Ignorance of the law excuses nobody
…Captain Frost had said that.

Quite suddenly, lying there in the dark, she realized that at least one of the questions she had asked herself was answered. The reason that she had thrown herself so blindly and hastily into this disastrous affair was less for the sake of sympathy for the suffering citizens of Zanzibar, than for a personal detestation of Captain Emory Frost of the
Virago
, It was as simple—and as humiliating—as that!

Rory Frost embodied everything that she had learned to hold in abhorrence: slavery and the white men who helped to keep the horror alive and make fortunes from the tragedy and suffering of captive negroes: dishonesty, profligacy and miscegenation: the English, who had attempted to force iniquitous laws on free-born Americans, burned the White House and fired on peaceful farmers. And as if that were not enough, he had made fun of her, lectured her and treated her with casual disrespect, had the effrontery to admit his crimes without a trace of shame or apology, and worst of all, to be a man of birth and education.

That last still seemed to Hero less forgivable than a coloured mistress and bastard children, since it stripped him of all excuses and branded him as someone who, as he himself had said, could see the better course yet deliberately follow the worst. Because all this had outraged her, she had allowed herself to embark on a personal vendetta that had blinded her to everything else and completely destroyed her sense of proportion. It was a singularly unpleasant reflection, and for the first time in her life Hero took stock of herself—and did not like what she saw.

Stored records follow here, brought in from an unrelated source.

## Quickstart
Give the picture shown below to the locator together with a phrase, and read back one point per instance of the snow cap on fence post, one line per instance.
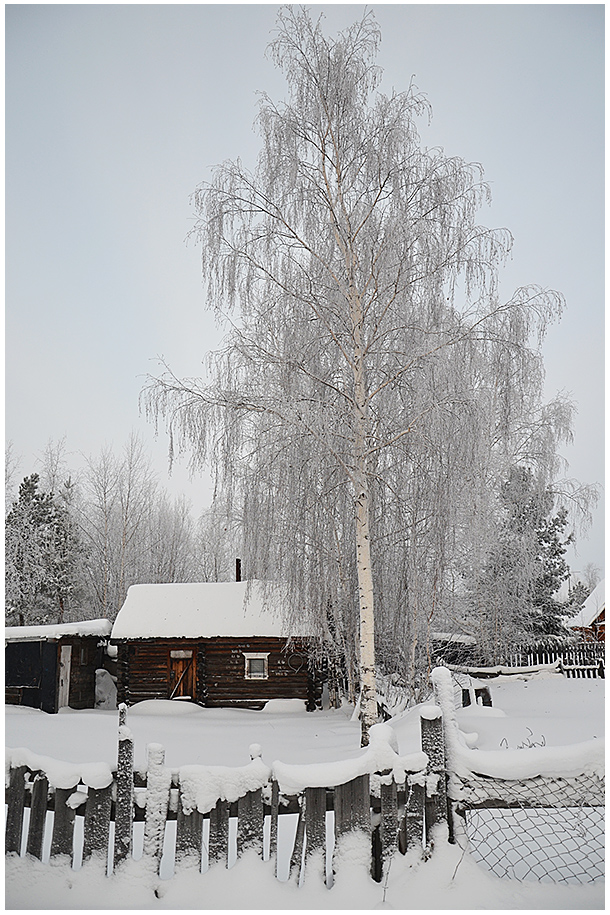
(443, 693)
(123, 820)
(255, 751)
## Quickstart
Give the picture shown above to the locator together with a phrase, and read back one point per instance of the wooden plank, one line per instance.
(97, 822)
(275, 804)
(189, 837)
(158, 783)
(432, 743)
(16, 803)
(250, 822)
(219, 833)
(414, 818)
(38, 815)
(315, 820)
(63, 824)
(297, 850)
(123, 817)
(388, 827)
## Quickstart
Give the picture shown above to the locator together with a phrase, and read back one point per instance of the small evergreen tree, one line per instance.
(42, 555)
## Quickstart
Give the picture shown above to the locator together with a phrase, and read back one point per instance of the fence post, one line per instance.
(157, 798)
(189, 836)
(63, 824)
(389, 821)
(432, 743)
(123, 818)
(219, 833)
(297, 851)
(38, 814)
(250, 821)
(97, 822)
(315, 823)
(413, 835)
(275, 804)
(16, 803)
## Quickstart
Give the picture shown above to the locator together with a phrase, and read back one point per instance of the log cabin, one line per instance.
(53, 666)
(218, 644)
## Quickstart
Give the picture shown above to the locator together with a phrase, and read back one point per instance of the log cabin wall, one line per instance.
(225, 677)
(219, 676)
(143, 669)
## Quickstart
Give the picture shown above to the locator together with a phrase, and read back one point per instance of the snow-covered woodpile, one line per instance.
(590, 621)
(213, 643)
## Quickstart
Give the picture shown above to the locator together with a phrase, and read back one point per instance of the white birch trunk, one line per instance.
(368, 689)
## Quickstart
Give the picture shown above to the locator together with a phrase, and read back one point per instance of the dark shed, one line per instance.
(213, 643)
(51, 667)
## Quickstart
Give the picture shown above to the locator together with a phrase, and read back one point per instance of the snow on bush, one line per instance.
(380, 754)
(585, 758)
(59, 774)
(202, 786)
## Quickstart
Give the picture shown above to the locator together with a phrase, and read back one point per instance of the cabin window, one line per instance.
(257, 665)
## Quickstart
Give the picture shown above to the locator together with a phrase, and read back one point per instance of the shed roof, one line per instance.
(54, 631)
(202, 610)
(591, 608)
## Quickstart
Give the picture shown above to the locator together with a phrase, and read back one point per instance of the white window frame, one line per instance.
(256, 656)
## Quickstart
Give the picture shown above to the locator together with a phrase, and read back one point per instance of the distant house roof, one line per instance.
(590, 610)
(201, 610)
(55, 631)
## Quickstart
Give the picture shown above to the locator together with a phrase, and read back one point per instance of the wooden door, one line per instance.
(182, 674)
(65, 663)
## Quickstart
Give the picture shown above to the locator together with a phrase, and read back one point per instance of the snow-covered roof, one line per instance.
(57, 630)
(591, 608)
(201, 610)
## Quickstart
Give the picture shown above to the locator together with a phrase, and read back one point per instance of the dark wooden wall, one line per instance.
(143, 671)
(86, 658)
(32, 672)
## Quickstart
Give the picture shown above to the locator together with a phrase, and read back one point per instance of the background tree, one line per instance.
(372, 353)
(43, 552)
(73, 550)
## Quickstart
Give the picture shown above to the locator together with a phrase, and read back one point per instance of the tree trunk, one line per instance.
(368, 689)
(368, 695)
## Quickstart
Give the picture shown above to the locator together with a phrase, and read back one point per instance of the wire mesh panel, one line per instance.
(545, 829)
(550, 845)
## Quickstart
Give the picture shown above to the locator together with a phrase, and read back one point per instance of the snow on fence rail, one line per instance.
(303, 817)
(535, 813)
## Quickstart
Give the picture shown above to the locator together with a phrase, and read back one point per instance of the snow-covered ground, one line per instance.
(550, 710)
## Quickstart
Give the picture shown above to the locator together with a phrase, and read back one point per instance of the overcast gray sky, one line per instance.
(114, 114)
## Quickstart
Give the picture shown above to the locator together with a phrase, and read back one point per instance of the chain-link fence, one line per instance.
(544, 829)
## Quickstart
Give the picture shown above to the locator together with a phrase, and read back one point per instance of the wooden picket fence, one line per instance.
(389, 815)
(583, 659)
(538, 827)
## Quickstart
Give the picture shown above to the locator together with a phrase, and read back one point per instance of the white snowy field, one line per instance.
(550, 711)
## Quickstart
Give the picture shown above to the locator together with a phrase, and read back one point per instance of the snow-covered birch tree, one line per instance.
(367, 350)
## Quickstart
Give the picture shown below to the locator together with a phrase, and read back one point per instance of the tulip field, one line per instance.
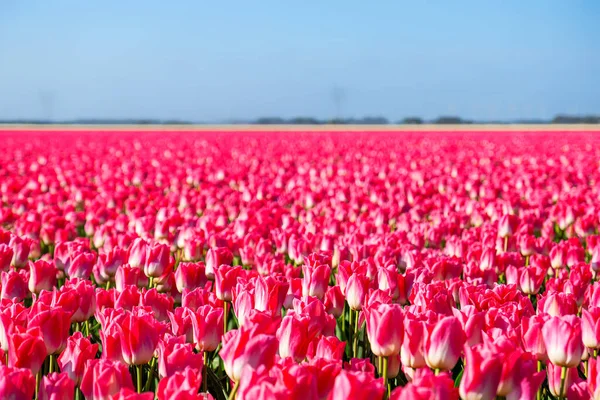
(309, 265)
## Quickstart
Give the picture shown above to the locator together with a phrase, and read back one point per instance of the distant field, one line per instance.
(305, 128)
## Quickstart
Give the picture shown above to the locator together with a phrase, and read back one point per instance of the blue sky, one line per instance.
(218, 60)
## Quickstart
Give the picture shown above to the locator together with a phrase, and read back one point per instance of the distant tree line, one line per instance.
(369, 120)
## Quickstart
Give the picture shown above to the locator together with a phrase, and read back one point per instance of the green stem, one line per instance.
(563, 377)
(38, 378)
(385, 383)
(539, 391)
(204, 367)
(234, 391)
(150, 374)
(139, 378)
(343, 324)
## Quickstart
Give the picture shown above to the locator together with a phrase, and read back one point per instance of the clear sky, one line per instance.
(217, 60)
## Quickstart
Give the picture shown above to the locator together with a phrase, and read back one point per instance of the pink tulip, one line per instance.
(334, 301)
(175, 357)
(356, 386)
(532, 338)
(26, 349)
(225, 280)
(14, 285)
(443, 343)
(215, 257)
(183, 384)
(42, 276)
(54, 324)
(385, 328)
(103, 378)
(246, 348)
(293, 336)
(593, 378)
(127, 275)
(190, 276)
(482, 374)
(207, 325)
(563, 340)
(74, 358)
(139, 338)
(356, 291)
(56, 386)
(137, 253)
(16, 383)
(128, 394)
(554, 379)
(158, 260)
(81, 265)
(412, 349)
(20, 248)
(315, 280)
(590, 327)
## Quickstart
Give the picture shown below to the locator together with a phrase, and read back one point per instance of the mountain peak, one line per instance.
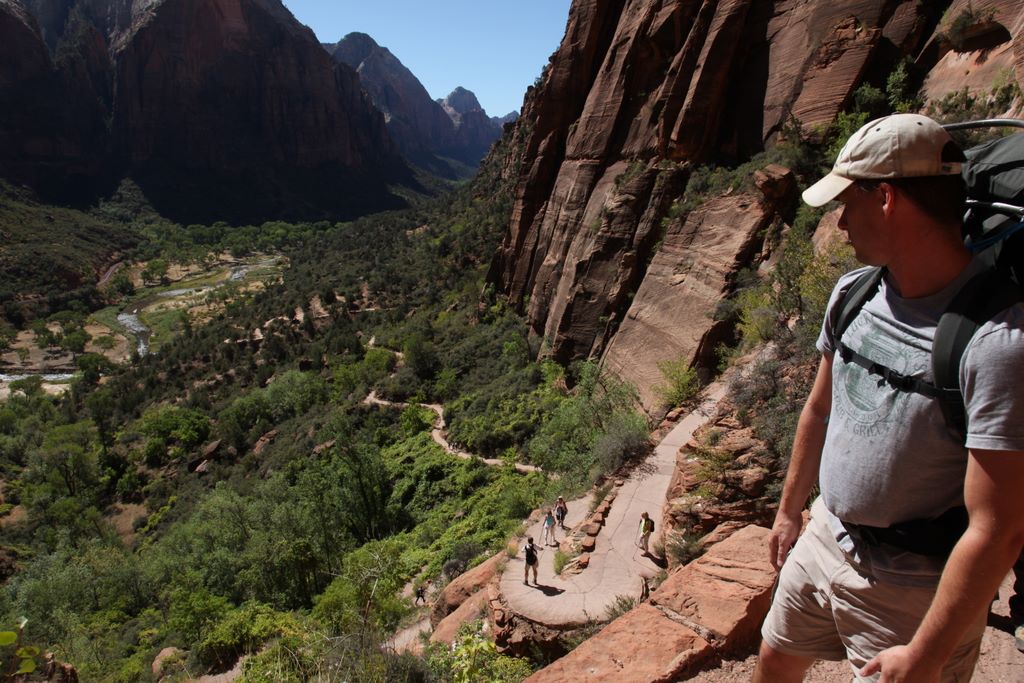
(462, 100)
(353, 49)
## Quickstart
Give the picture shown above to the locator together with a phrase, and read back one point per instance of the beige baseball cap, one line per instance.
(901, 145)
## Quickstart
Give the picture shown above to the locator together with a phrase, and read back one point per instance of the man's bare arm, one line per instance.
(979, 562)
(804, 463)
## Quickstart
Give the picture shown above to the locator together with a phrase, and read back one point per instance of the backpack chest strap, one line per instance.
(897, 380)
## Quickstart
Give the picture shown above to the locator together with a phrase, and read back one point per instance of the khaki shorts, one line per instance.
(827, 608)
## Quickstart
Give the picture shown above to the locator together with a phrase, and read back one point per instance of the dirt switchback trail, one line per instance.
(617, 566)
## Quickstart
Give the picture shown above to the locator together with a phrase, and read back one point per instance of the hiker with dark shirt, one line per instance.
(646, 528)
(530, 554)
(560, 511)
(548, 529)
(915, 526)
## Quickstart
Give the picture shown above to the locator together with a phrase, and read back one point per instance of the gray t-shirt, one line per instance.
(889, 455)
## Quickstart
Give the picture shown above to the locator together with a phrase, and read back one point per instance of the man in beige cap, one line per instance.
(885, 574)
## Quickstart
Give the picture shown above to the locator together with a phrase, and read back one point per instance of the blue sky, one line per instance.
(496, 49)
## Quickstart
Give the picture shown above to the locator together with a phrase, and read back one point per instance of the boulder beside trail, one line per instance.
(462, 588)
(709, 608)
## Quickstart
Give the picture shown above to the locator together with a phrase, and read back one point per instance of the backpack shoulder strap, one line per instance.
(980, 299)
(862, 289)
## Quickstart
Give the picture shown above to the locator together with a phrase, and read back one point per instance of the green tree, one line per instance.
(67, 459)
(155, 271)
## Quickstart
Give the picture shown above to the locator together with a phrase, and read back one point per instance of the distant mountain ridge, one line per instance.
(456, 127)
(219, 109)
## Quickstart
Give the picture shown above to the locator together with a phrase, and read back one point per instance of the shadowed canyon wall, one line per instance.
(182, 93)
(640, 91)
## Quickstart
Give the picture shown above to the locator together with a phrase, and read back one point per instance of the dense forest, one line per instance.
(283, 514)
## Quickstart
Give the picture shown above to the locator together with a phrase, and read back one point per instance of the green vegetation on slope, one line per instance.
(278, 513)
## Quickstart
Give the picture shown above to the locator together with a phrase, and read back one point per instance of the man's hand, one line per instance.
(783, 535)
(899, 665)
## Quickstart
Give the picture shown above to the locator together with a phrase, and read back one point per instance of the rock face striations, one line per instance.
(456, 127)
(600, 252)
(181, 94)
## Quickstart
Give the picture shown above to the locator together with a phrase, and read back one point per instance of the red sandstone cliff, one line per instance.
(638, 92)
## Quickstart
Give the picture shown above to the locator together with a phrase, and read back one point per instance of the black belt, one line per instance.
(934, 538)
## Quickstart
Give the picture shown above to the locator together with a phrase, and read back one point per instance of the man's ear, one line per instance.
(889, 197)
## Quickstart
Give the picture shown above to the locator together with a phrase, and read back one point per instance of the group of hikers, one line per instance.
(531, 552)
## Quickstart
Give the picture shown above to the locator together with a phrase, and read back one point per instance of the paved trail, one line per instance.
(617, 567)
(437, 434)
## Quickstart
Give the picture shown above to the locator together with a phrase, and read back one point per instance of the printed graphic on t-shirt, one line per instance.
(869, 404)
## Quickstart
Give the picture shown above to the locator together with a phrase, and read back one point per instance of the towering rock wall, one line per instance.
(638, 92)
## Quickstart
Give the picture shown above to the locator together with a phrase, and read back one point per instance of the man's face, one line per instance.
(863, 221)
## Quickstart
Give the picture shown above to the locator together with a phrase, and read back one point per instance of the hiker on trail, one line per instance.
(548, 535)
(646, 528)
(530, 553)
(885, 573)
(560, 511)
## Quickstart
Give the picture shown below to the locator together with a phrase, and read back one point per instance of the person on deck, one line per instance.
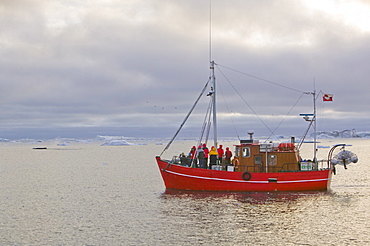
(192, 153)
(220, 152)
(228, 155)
(212, 157)
(206, 155)
(200, 156)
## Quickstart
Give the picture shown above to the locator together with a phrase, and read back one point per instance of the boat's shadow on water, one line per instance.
(245, 197)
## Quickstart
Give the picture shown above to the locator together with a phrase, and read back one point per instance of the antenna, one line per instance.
(210, 30)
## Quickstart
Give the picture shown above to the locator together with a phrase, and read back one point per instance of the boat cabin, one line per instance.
(251, 156)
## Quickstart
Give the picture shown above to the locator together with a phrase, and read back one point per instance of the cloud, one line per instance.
(120, 65)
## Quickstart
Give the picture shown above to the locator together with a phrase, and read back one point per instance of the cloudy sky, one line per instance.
(134, 68)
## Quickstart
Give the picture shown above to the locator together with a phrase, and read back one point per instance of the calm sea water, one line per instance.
(87, 194)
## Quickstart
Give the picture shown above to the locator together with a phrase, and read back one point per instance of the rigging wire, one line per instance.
(295, 104)
(187, 116)
(228, 109)
(265, 80)
(255, 113)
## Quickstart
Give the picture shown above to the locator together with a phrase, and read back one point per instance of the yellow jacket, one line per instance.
(213, 151)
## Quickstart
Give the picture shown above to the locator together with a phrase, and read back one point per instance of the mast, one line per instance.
(314, 125)
(213, 82)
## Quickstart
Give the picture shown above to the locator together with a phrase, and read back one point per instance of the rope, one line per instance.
(265, 80)
(186, 118)
(237, 92)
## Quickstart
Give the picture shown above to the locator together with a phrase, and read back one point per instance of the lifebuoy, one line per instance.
(246, 176)
(236, 162)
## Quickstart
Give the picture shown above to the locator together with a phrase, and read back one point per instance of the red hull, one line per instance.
(186, 178)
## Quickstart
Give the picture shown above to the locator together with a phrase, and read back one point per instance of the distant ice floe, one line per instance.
(117, 143)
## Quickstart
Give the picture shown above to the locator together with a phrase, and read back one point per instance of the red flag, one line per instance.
(327, 97)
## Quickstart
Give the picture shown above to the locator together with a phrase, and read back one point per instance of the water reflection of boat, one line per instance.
(244, 197)
(256, 166)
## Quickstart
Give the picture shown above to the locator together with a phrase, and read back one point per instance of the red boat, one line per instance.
(255, 166)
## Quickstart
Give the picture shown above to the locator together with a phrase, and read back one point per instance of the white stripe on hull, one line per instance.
(245, 181)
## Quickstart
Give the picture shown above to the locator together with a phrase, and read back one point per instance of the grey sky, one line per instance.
(134, 68)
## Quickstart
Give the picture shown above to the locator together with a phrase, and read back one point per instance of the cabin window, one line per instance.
(246, 152)
(272, 159)
(237, 152)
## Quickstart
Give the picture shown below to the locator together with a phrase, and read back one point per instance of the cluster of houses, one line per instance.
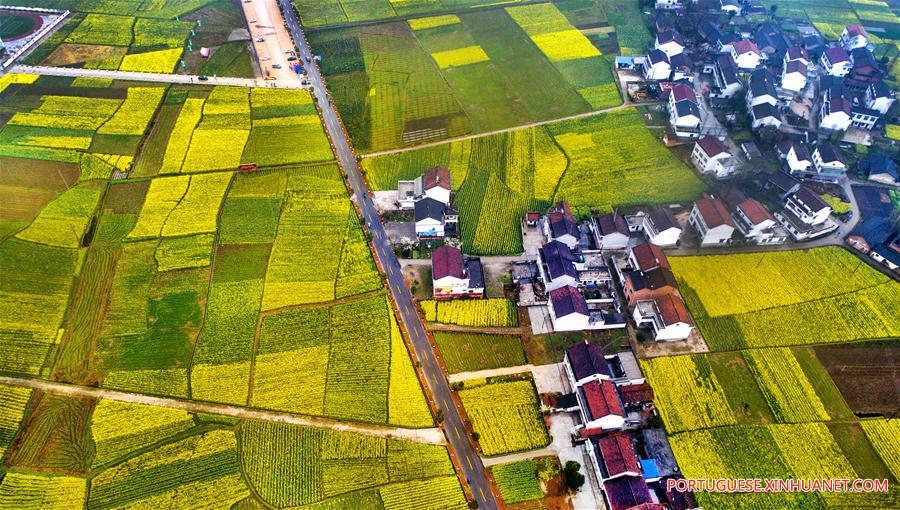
(631, 462)
(794, 85)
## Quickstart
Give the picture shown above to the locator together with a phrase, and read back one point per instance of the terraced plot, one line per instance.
(603, 162)
(402, 83)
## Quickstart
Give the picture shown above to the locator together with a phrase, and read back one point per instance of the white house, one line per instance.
(730, 7)
(726, 75)
(560, 225)
(711, 156)
(745, 54)
(669, 42)
(656, 66)
(434, 219)
(793, 76)
(661, 228)
(756, 224)
(435, 184)
(454, 275)
(854, 36)
(568, 310)
(711, 221)
(795, 155)
(879, 97)
(557, 266)
(684, 111)
(666, 316)
(611, 232)
(829, 162)
(836, 61)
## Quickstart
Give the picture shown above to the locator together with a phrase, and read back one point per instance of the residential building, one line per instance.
(611, 231)
(879, 97)
(784, 183)
(665, 316)
(829, 162)
(853, 37)
(795, 155)
(757, 224)
(878, 238)
(710, 219)
(765, 115)
(730, 7)
(661, 227)
(745, 54)
(726, 75)
(557, 265)
(656, 66)
(712, 156)
(434, 219)
(793, 76)
(805, 215)
(435, 184)
(684, 111)
(669, 42)
(836, 61)
(560, 225)
(879, 168)
(455, 275)
(864, 68)
(568, 310)
(615, 455)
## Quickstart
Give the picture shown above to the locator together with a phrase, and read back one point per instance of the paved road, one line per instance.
(468, 458)
(154, 77)
(428, 436)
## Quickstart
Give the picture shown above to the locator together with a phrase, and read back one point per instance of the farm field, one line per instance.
(465, 352)
(505, 415)
(149, 456)
(604, 162)
(492, 312)
(866, 374)
(135, 36)
(822, 295)
(401, 83)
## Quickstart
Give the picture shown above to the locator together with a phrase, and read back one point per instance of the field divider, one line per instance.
(432, 435)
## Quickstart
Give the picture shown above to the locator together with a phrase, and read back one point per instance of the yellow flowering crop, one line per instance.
(460, 57)
(565, 45)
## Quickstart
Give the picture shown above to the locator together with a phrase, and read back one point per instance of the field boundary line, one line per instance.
(433, 435)
(539, 123)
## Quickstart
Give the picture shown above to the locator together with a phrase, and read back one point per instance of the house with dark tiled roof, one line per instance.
(455, 275)
(557, 265)
(711, 221)
(560, 225)
(710, 155)
(757, 224)
(880, 168)
(661, 228)
(836, 61)
(878, 237)
(853, 37)
(829, 162)
(611, 231)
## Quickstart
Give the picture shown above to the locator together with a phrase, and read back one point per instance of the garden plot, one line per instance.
(505, 415)
(604, 162)
(816, 296)
(402, 83)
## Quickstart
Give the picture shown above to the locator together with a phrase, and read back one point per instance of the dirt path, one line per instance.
(427, 436)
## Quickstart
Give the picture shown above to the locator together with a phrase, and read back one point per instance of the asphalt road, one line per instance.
(457, 437)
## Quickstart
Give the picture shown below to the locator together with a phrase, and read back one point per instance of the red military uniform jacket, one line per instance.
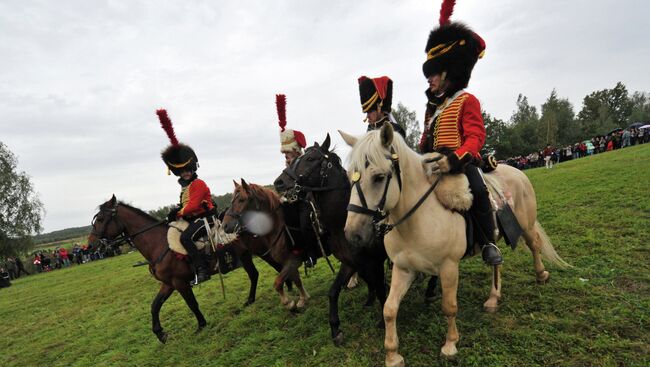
(195, 199)
(459, 126)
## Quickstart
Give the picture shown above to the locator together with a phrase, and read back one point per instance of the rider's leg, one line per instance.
(189, 235)
(482, 211)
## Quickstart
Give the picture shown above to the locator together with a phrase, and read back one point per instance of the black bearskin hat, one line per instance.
(452, 48)
(177, 156)
(376, 92)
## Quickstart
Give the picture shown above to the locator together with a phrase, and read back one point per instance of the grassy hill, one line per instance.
(596, 211)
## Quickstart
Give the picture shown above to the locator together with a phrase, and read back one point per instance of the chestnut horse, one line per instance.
(271, 243)
(426, 237)
(117, 222)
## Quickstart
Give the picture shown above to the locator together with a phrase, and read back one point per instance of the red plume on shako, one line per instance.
(290, 140)
(177, 156)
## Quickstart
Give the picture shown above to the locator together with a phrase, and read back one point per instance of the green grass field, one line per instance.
(596, 210)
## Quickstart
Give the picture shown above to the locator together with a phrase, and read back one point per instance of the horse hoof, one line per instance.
(338, 340)
(448, 352)
(546, 276)
(291, 306)
(200, 327)
(396, 361)
(162, 336)
(491, 309)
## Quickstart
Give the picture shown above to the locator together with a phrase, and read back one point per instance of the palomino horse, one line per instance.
(429, 238)
(117, 222)
(317, 178)
(271, 245)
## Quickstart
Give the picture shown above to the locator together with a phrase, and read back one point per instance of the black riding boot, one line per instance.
(489, 250)
(199, 263)
(310, 256)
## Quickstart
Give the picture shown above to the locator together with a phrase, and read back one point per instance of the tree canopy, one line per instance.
(21, 210)
(407, 119)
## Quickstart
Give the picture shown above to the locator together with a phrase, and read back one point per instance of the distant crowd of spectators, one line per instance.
(47, 260)
(598, 144)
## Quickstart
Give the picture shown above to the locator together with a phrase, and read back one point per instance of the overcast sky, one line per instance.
(80, 80)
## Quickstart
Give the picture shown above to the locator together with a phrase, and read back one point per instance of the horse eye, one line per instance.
(378, 178)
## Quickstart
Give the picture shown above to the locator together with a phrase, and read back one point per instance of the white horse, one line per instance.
(389, 180)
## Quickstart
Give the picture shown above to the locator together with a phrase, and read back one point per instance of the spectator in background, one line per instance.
(76, 252)
(20, 267)
(5, 281)
(10, 266)
(64, 256)
(625, 139)
(548, 154)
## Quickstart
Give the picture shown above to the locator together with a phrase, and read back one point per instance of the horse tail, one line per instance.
(547, 249)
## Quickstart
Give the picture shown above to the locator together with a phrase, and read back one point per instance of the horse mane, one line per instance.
(369, 151)
(138, 211)
(332, 153)
(264, 195)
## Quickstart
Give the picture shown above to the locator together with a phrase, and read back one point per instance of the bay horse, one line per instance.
(117, 222)
(317, 177)
(426, 237)
(271, 245)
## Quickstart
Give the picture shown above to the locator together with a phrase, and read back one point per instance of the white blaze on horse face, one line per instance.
(258, 223)
(349, 139)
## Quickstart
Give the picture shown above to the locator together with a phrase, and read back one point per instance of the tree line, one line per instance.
(527, 130)
(555, 123)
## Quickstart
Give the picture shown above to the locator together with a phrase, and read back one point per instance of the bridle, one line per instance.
(379, 214)
(237, 216)
(123, 235)
(299, 187)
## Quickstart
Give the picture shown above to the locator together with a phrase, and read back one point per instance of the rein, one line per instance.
(379, 214)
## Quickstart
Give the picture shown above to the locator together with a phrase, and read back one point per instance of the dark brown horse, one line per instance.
(117, 222)
(256, 205)
(318, 177)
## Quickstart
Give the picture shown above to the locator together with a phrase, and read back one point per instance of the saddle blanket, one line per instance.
(219, 236)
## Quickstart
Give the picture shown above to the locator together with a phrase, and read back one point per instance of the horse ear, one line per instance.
(349, 139)
(326, 144)
(386, 135)
(245, 185)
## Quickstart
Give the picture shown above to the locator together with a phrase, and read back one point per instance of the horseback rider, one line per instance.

One result of her unhappy meditations was that Clayton Mayo appeared in a far better light than at any time since the days when she had first imagined herself in love with him.

Clay had tried to warn her for her own good, but he had never reproached her, and except for the unfortunate scenes that had marked the day of her arrival, remained unfailingly considerate. He had not pressed any claims or thrust himself upon her notice, and in her present state of self-abasement he began to seem the only stable thing in an uncertain world, for he not only loved and admired her, but he would protect her from her own impetuousness, and apply balm to her wounds by making her feel cherished and adored—and safe! Though why she should suddenly desire safety she did not know. She only knew that the need was there and that Clay would satisfy it.